CJ: Maybe that’s one more thing I should tell
you. You probably think I’m nuts. I was feeling real rotten,
you know, just tough, so I got up and I unlocked the door and
I dressed and I laid across the bed and I kept thinking, “Oh,
I wish it was morning, I need a doctor. If it was just morning
I could go to the clinic.” And all of a sudden I heard somebody
walk in the house and I sat up and walked around and there my
sister stood that died five years earlier. I was shocked and I
said, “Caroline, how did you get here? How did you come?”
And she said, “I came to tell you get to the clinic now,
don’t wait till morning, it’s going to be too late.”
So I looked around again and she was gone. And I thought I got
to do something, so I called my neighbor, I said, “will
you take me to the emergency.” She did and that’s
when they gave me my pacemaker.
ME: When was that?
CJ: That’s about ten years now. When I got
to the clinic they said you’re so lucky you came when you
did, you didn’t have much time left, about another hour
you’d of been dead. Well I said I wanted to wait for morning,
but my sister told me to come now. They took me to be and put
(B503) all over me and after a couple days they said we have to
give you a pacemaker, your heart is about gone.
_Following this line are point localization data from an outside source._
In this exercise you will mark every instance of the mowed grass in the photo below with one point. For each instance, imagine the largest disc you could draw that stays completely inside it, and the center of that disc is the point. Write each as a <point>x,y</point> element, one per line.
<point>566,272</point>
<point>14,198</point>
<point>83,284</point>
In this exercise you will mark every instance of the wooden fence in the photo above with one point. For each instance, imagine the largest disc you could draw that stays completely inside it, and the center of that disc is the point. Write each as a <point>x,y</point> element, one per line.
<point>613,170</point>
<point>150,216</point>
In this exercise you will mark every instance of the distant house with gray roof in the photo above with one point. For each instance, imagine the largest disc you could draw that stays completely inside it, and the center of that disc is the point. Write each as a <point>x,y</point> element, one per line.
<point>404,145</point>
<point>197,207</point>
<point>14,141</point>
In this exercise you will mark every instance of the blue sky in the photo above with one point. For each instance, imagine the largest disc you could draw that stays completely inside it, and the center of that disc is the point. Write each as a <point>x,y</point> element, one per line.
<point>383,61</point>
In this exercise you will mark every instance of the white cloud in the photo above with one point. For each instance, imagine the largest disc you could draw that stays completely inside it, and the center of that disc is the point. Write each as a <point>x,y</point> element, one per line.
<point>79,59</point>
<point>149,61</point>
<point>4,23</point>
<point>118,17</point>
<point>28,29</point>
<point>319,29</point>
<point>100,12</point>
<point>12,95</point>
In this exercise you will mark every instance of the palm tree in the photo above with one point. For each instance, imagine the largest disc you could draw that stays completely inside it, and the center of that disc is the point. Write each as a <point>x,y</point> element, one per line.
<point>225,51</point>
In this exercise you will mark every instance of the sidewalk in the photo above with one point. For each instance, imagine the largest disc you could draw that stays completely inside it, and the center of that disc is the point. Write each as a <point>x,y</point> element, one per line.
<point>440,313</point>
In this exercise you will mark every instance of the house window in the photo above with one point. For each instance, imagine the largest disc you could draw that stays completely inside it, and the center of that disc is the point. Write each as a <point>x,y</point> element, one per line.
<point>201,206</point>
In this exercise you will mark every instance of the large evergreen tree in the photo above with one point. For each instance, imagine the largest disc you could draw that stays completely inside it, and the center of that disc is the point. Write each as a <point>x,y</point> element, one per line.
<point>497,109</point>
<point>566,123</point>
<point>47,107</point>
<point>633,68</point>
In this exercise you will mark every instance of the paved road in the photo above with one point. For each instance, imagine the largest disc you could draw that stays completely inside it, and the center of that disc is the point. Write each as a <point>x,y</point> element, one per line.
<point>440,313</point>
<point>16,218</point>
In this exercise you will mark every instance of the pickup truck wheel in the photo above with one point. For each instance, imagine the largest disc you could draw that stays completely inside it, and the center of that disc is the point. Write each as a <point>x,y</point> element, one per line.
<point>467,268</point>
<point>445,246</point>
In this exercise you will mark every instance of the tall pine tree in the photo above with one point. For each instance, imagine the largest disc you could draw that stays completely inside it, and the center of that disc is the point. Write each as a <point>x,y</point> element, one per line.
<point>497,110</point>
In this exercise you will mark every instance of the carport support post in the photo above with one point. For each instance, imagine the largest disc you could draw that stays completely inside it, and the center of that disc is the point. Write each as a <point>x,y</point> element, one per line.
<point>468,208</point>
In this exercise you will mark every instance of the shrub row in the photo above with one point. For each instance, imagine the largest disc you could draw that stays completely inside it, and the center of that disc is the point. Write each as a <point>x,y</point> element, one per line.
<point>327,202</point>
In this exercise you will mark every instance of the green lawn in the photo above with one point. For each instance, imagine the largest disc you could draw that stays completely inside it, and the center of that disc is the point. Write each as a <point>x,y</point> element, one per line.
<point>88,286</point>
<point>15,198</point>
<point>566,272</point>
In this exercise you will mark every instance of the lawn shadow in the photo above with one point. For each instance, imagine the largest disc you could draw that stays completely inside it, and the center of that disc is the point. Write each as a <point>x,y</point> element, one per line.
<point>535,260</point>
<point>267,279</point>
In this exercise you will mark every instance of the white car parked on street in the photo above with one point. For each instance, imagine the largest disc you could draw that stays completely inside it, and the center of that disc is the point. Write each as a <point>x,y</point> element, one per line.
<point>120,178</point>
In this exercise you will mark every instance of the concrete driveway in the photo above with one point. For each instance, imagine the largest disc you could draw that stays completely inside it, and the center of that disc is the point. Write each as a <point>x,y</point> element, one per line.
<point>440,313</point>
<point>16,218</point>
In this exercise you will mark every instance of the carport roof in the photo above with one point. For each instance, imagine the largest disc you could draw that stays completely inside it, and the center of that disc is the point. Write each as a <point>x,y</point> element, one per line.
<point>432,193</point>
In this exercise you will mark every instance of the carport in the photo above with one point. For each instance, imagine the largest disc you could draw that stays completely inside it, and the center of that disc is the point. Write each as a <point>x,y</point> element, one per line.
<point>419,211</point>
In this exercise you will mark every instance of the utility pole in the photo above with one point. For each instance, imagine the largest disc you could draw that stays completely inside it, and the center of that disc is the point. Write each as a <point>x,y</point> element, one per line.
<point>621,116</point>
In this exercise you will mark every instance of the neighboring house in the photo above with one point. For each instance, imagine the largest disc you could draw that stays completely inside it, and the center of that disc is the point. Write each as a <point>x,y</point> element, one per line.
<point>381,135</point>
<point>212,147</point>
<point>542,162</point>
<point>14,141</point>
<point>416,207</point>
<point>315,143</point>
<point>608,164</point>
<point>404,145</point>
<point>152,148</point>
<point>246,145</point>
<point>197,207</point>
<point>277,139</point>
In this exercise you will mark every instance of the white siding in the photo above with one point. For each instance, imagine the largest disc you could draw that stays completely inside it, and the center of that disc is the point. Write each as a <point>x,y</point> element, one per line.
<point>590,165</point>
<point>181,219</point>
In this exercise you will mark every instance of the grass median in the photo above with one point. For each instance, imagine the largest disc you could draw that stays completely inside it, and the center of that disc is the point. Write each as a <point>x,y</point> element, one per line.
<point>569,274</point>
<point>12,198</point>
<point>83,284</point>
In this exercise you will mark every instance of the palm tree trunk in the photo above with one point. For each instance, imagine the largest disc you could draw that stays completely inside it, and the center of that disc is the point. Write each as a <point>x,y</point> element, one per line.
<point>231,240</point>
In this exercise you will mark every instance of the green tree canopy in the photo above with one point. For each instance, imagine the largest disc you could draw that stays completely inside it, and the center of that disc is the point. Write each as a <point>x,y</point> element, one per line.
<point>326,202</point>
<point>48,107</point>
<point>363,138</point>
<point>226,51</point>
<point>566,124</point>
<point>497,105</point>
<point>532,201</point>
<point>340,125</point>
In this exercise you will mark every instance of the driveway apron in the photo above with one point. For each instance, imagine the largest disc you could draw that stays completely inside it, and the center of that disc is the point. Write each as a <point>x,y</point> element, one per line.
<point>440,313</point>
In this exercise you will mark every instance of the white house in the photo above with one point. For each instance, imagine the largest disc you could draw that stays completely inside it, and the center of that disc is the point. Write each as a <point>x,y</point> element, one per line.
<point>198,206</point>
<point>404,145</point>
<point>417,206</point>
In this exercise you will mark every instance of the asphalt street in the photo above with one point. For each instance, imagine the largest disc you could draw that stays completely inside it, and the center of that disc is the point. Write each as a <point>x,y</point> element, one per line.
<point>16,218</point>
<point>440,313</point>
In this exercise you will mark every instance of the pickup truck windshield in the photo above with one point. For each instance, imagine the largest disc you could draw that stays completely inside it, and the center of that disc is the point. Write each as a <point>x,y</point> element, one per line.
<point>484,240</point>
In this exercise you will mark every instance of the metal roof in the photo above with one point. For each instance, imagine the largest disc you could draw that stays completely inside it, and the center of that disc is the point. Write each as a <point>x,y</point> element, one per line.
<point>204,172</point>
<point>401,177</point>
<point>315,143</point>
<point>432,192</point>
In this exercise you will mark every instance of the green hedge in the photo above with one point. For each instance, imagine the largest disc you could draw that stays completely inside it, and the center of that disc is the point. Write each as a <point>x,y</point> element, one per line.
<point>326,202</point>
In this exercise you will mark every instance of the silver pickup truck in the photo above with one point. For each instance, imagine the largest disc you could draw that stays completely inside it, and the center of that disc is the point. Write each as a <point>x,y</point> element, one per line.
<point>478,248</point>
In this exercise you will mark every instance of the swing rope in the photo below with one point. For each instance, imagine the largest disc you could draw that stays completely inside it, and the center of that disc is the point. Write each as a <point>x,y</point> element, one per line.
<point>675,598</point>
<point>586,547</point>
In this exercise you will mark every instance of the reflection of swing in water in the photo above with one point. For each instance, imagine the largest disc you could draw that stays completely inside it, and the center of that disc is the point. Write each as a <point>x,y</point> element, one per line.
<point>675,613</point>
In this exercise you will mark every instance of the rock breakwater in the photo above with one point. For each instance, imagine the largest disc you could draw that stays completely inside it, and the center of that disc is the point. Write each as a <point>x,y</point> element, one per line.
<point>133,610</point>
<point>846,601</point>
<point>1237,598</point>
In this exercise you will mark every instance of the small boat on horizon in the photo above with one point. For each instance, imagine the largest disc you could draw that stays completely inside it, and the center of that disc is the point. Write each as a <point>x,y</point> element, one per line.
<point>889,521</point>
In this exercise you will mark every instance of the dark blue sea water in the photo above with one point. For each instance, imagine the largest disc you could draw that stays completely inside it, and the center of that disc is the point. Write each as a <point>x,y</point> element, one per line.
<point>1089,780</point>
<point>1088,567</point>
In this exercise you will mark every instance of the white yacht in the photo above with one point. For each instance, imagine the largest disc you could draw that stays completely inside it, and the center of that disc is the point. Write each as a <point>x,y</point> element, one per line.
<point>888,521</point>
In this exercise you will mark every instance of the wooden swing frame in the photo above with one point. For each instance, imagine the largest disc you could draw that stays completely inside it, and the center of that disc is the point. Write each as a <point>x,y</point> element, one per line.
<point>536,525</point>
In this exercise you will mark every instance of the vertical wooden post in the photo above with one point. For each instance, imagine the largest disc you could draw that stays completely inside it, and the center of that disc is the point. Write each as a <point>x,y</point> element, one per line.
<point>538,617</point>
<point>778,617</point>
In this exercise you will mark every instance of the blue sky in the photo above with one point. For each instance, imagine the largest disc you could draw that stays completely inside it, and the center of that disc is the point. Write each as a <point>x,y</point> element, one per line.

ME: Some of these things that you talk about. I
guess they call it intuition or whatever, but that took place
in your family and it is just amazing some of the things that
you talked about, that either happened at the right time (tape
cuts out and picks up again)…I wish she could have stayed
longer, she was standing there with kind of a long pinkish dress
on and I was just dumbfounded. I said, “Caroline, how did
you get here?” She said, “I came to tell you have
to get to the doctor now, you can’t wait till morning, it’s
gonna be too late.”
ME: So your still the last one in your family then?
Do you get around yet, you don’t drive anymore, do you?
CJ: No, I gave the car up a year ago.
ME: What about walking? Do you walk up town or does
someone give you a ride?
CJ: I need a ride. I can’t walk that far on
(B530 account) pacemaker starts.
ME: But you do a lot of canning yet too don’t
you?
CJ: Oh yah.
ME: Do you have a garden?
CJ: A little garden.
ME: Well I thank you again Christine and if something
else comes to mind, why I’ll be back and we’ll get
it all taken care of on this tape so that we can get all the information
that we can. Thank you again Christine.
CJ: Well thank you. You’ve got yourself a
miserable job.
ME: No, no, I thouroughly enjoy it. I thank you.